The cases of Hungarian individuals targeted by the government’s Pegasus phone spyware were all perfectly justifiable legally, according to a National Security Service investigation. Telex reported Monday.
Without giving exact names for confidentiality reasons, Attila Péterfalvi, president of the National Authority for Data Protection and Freedom of Information (NAIH) said that a risk to national security was the reason given for the monitoring.
According to Péterfalvi, the NAIH investigation did not reveal any information indicating that the requestors and the operators of the surveillance had violated any laws or regulations, nor violated the criteria set by the manufacturer of Pegasus, the Israeli group NSO, such as the spyware may be used because of a national security risk.
There is no doubt that they did not respect the contractual conditions and the current Hungarian laws, Péterfalvi said.
A multinational investigation revealed last summer that the software was allegedly used to spy on local journalists, businessmen and politicians, including those in Hungary.
According to Amnesty International Hungary, nearly 300 people were targeted by Pegasus in Hungary, but the human rights NGO did not provide the list of mobile numbers to the agency upon request, Péterfalvi said.
Thus, the NAIH survey only covered the cases that had received media coverage and not the 300 in total.
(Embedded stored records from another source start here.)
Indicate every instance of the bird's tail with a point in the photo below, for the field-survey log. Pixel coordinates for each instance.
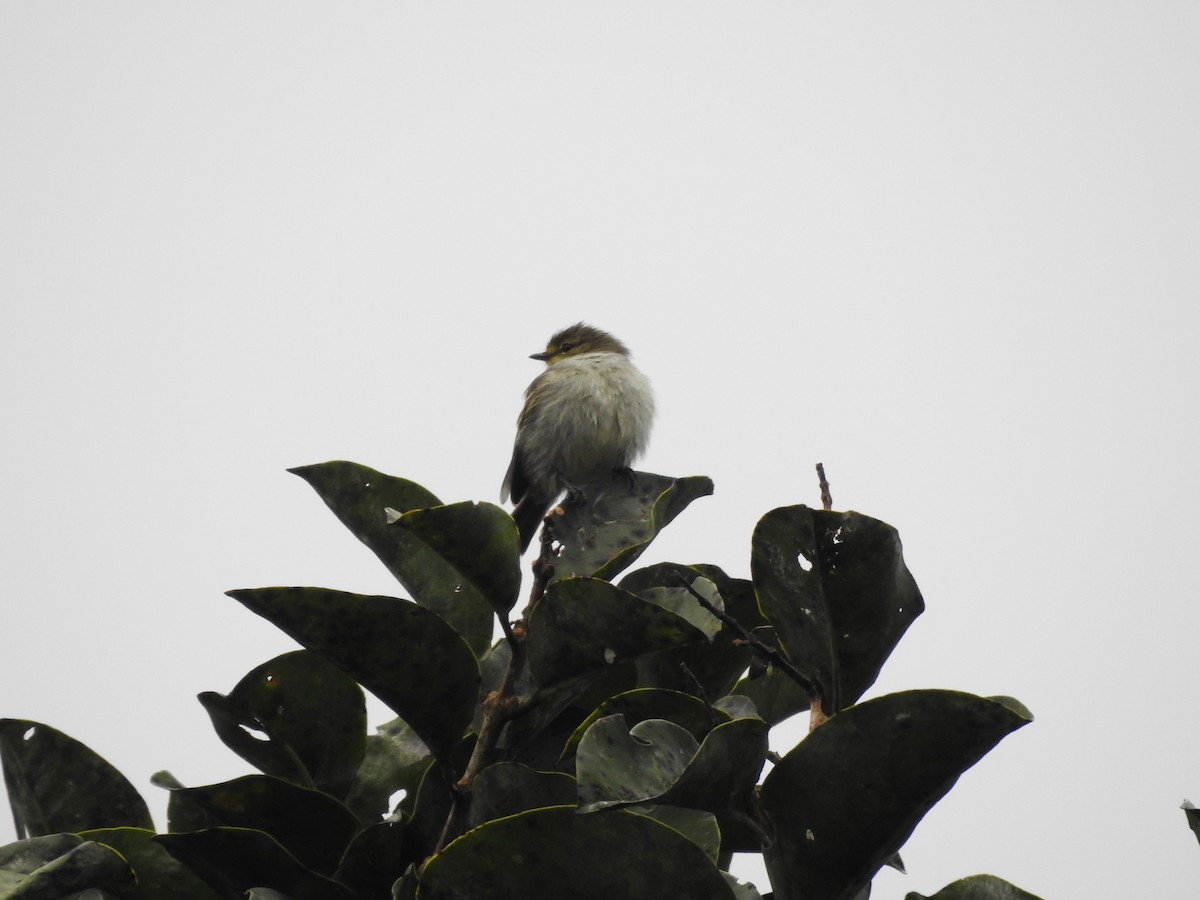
(528, 515)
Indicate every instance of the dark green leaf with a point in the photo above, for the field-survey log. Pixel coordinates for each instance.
(605, 532)
(563, 855)
(401, 652)
(775, 694)
(705, 670)
(660, 586)
(505, 789)
(977, 887)
(587, 623)
(361, 498)
(617, 765)
(683, 709)
(59, 865)
(55, 784)
(1193, 816)
(298, 718)
(395, 761)
(835, 587)
(375, 859)
(159, 874)
(310, 825)
(847, 797)
(477, 540)
(233, 861)
(699, 827)
(725, 768)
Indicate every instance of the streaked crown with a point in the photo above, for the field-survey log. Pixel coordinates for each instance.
(579, 339)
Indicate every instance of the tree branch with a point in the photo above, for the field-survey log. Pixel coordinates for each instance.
(767, 652)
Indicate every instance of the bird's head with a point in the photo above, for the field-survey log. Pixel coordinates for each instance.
(579, 339)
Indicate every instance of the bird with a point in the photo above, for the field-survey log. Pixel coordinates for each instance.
(587, 415)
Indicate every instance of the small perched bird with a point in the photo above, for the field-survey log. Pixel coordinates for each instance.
(586, 417)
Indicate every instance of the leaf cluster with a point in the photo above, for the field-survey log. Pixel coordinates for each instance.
(611, 742)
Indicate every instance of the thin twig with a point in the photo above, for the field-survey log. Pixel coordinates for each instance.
(769, 653)
(826, 498)
(501, 706)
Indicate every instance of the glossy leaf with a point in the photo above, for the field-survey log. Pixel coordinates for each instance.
(159, 874)
(835, 587)
(298, 718)
(847, 797)
(361, 498)
(57, 784)
(635, 706)
(375, 859)
(660, 586)
(726, 767)
(233, 861)
(59, 865)
(477, 540)
(774, 693)
(604, 532)
(598, 857)
(587, 623)
(310, 825)
(1193, 816)
(617, 765)
(699, 827)
(977, 887)
(395, 760)
(401, 652)
(505, 789)
(708, 670)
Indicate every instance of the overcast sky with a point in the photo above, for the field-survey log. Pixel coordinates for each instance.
(947, 249)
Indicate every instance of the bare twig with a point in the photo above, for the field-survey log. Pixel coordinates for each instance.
(766, 651)
(826, 497)
(501, 706)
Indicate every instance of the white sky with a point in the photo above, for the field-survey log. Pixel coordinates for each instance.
(948, 249)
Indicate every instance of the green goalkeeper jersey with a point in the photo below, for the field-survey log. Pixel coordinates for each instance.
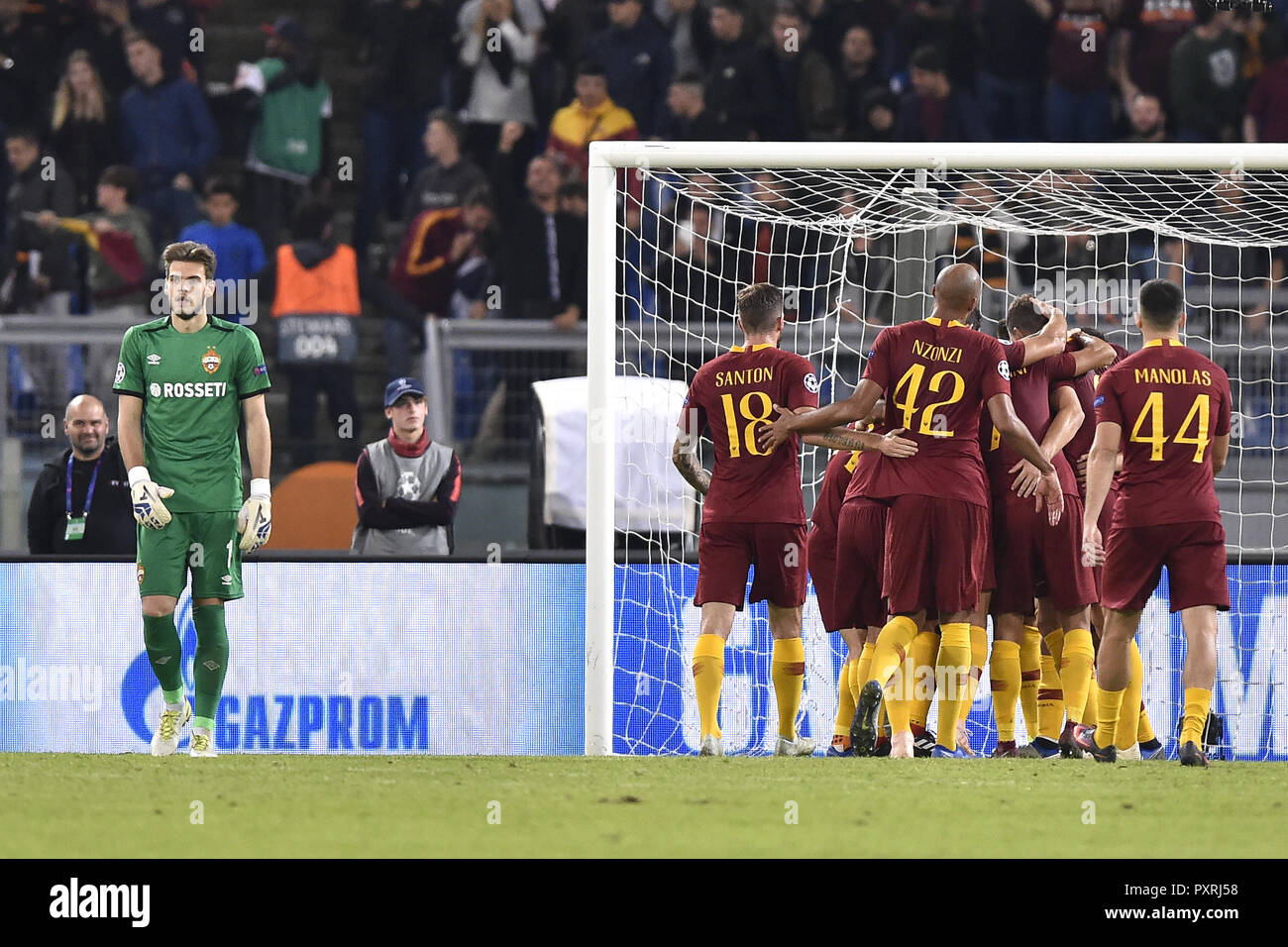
(192, 385)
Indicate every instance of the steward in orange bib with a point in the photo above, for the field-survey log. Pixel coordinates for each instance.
(317, 290)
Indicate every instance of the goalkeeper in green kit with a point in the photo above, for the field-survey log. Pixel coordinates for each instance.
(180, 380)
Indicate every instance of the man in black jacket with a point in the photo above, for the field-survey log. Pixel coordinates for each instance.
(81, 501)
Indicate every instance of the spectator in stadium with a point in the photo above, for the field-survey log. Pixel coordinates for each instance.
(101, 34)
(120, 249)
(635, 52)
(37, 269)
(943, 25)
(804, 102)
(1262, 40)
(592, 116)
(575, 198)
(167, 137)
(170, 24)
(239, 252)
(687, 118)
(498, 81)
(84, 127)
(424, 273)
(449, 176)
(288, 144)
(734, 86)
(544, 250)
(690, 27)
(831, 22)
(879, 111)
(1142, 55)
(408, 59)
(80, 504)
(695, 277)
(934, 110)
(542, 273)
(1207, 89)
(1078, 106)
(1013, 73)
(317, 287)
(26, 52)
(857, 76)
(407, 486)
(1147, 120)
(1266, 111)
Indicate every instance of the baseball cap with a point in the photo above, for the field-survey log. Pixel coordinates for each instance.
(399, 386)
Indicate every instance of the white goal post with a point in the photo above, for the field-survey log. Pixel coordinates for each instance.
(906, 166)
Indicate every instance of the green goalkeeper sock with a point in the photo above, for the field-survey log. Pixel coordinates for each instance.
(165, 651)
(210, 664)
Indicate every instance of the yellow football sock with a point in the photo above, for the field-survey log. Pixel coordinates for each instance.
(1128, 716)
(1197, 702)
(1050, 701)
(859, 669)
(1091, 709)
(1108, 706)
(787, 671)
(952, 673)
(707, 677)
(921, 660)
(1144, 729)
(978, 656)
(844, 702)
(1004, 676)
(1076, 664)
(1030, 672)
(892, 648)
(1055, 644)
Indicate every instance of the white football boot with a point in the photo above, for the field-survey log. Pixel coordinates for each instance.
(802, 746)
(201, 744)
(711, 746)
(165, 740)
(901, 745)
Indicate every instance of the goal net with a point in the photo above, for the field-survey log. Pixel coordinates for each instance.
(854, 236)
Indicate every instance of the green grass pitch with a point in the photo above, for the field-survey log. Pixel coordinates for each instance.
(286, 805)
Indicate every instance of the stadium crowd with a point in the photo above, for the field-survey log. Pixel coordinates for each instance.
(476, 120)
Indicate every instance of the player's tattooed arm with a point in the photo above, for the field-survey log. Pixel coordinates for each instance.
(845, 440)
(684, 455)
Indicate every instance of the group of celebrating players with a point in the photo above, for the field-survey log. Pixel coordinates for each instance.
(1044, 482)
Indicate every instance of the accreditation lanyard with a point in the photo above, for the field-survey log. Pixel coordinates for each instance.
(76, 525)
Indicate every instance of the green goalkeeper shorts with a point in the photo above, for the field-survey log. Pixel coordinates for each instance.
(205, 543)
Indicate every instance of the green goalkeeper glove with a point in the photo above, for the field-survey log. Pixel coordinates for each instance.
(256, 519)
(147, 496)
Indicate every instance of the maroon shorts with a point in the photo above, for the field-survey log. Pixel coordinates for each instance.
(1194, 554)
(934, 556)
(726, 551)
(990, 579)
(1030, 554)
(822, 571)
(1107, 518)
(859, 564)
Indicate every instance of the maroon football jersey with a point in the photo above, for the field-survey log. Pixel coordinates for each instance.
(1085, 386)
(935, 377)
(1170, 402)
(831, 493)
(735, 394)
(1030, 393)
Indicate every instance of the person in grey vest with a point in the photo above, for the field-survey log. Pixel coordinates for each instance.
(407, 484)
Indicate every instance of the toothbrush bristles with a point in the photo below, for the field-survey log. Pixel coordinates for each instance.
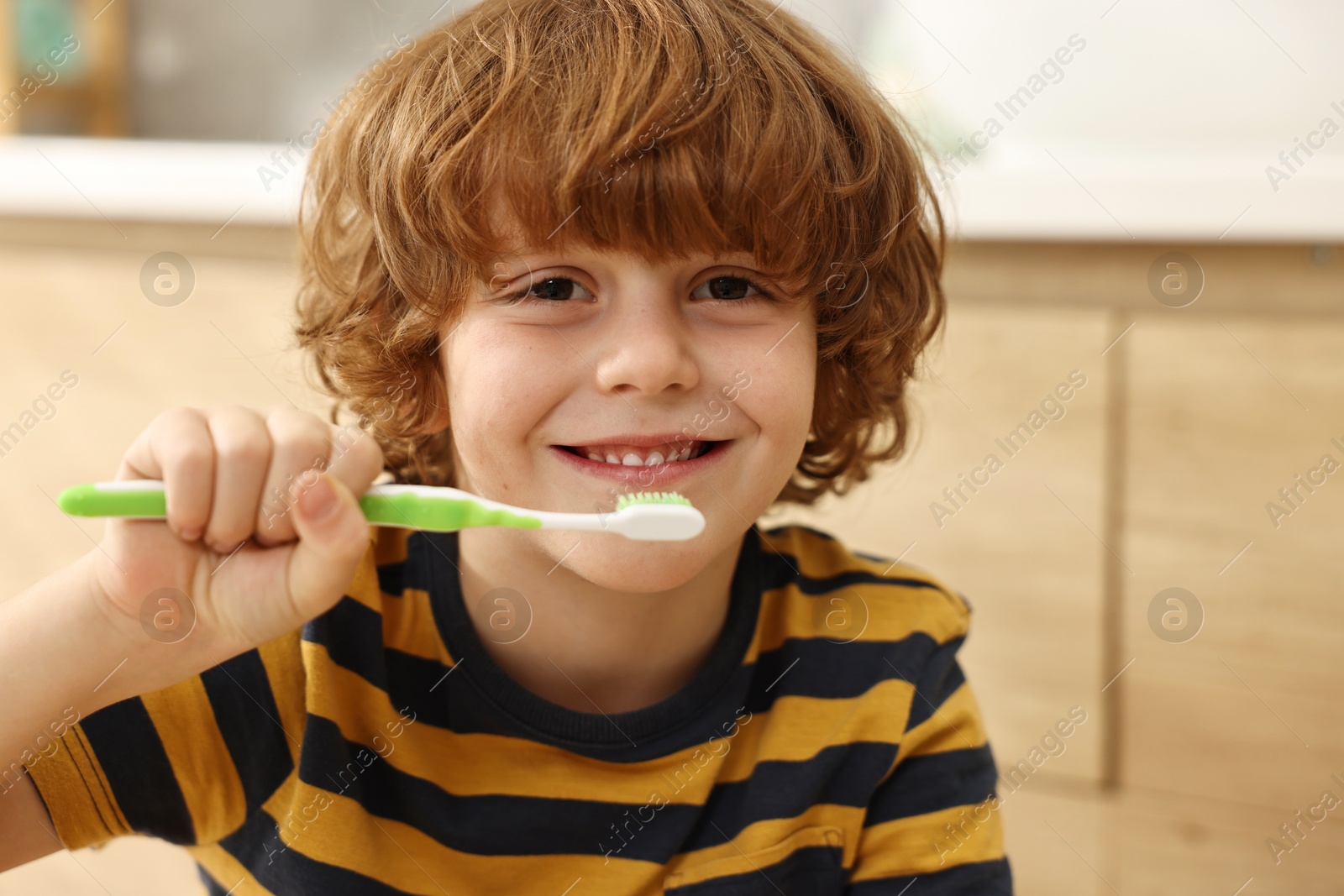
(651, 497)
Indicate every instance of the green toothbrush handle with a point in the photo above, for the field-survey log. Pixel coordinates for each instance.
(440, 515)
(89, 500)
(144, 499)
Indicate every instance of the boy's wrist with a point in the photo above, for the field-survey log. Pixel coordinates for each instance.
(138, 656)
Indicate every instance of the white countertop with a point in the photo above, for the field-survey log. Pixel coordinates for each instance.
(1047, 194)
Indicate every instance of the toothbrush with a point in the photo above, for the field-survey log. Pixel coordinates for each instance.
(647, 516)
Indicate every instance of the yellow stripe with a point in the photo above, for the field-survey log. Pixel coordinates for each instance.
(739, 853)
(201, 762)
(409, 626)
(342, 833)
(924, 846)
(954, 726)
(363, 586)
(76, 792)
(228, 871)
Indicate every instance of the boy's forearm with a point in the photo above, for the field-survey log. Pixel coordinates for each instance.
(62, 658)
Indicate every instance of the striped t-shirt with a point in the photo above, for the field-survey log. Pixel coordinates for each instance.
(830, 745)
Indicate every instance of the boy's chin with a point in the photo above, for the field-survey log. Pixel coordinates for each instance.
(616, 563)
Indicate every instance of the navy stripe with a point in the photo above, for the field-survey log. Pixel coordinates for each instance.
(976, 879)
(391, 578)
(486, 825)
(354, 638)
(124, 739)
(495, 824)
(823, 668)
(249, 720)
(284, 869)
(213, 887)
(840, 775)
(806, 871)
(938, 680)
(780, 570)
(940, 781)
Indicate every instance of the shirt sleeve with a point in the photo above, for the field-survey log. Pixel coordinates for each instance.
(934, 819)
(187, 763)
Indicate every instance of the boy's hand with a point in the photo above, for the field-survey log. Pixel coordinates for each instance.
(234, 477)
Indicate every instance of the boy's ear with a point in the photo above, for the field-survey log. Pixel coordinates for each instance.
(440, 421)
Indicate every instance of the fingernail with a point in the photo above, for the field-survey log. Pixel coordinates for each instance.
(318, 500)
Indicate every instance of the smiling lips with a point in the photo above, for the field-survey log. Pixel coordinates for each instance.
(628, 454)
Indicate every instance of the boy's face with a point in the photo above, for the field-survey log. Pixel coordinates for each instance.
(605, 354)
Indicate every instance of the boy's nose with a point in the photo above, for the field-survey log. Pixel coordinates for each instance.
(647, 347)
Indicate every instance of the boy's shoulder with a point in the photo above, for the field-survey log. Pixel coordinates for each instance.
(891, 598)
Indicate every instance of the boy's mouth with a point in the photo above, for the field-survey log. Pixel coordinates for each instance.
(629, 454)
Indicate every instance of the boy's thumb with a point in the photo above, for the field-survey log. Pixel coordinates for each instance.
(333, 537)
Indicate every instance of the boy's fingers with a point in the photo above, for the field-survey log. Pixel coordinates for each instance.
(333, 537)
(355, 459)
(300, 446)
(242, 456)
(176, 448)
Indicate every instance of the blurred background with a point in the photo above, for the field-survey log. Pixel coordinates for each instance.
(1142, 195)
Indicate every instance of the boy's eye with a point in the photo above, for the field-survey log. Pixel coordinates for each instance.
(553, 289)
(562, 289)
(729, 289)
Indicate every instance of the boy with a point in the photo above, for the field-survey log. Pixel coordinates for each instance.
(564, 251)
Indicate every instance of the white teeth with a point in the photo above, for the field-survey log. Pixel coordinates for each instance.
(655, 458)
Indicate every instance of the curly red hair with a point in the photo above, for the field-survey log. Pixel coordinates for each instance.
(658, 127)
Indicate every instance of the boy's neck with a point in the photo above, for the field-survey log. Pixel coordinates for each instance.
(591, 649)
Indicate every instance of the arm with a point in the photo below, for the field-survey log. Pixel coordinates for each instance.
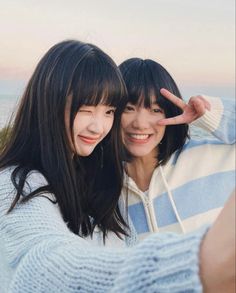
(217, 255)
(47, 257)
(214, 115)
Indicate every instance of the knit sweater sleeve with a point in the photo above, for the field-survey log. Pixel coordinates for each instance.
(220, 120)
(46, 257)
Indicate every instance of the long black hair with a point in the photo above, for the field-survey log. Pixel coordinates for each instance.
(144, 79)
(86, 189)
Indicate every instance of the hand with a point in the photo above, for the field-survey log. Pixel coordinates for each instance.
(217, 253)
(195, 108)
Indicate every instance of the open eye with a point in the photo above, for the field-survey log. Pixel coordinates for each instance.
(129, 108)
(157, 110)
(111, 111)
(86, 109)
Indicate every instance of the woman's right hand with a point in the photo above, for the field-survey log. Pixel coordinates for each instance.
(194, 109)
(217, 253)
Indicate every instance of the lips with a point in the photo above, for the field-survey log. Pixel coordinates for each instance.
(88, 140)
(138, 138)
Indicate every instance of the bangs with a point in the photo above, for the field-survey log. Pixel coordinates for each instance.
(98, 81)
(144, 80)
(141, 88)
Áron Demeter, program manager at Amnesty International Hungary, Recount household daily intake LVH last December, the NGO was unable to submit the list because it was never in its possession. They informed Peterfalvi and gave him the coordinates of their headquarters in London.
Péterfalvi also pointed out that data collection for national security purposes does not fall within the scope of EU law and falls exclusively within the competence of member states.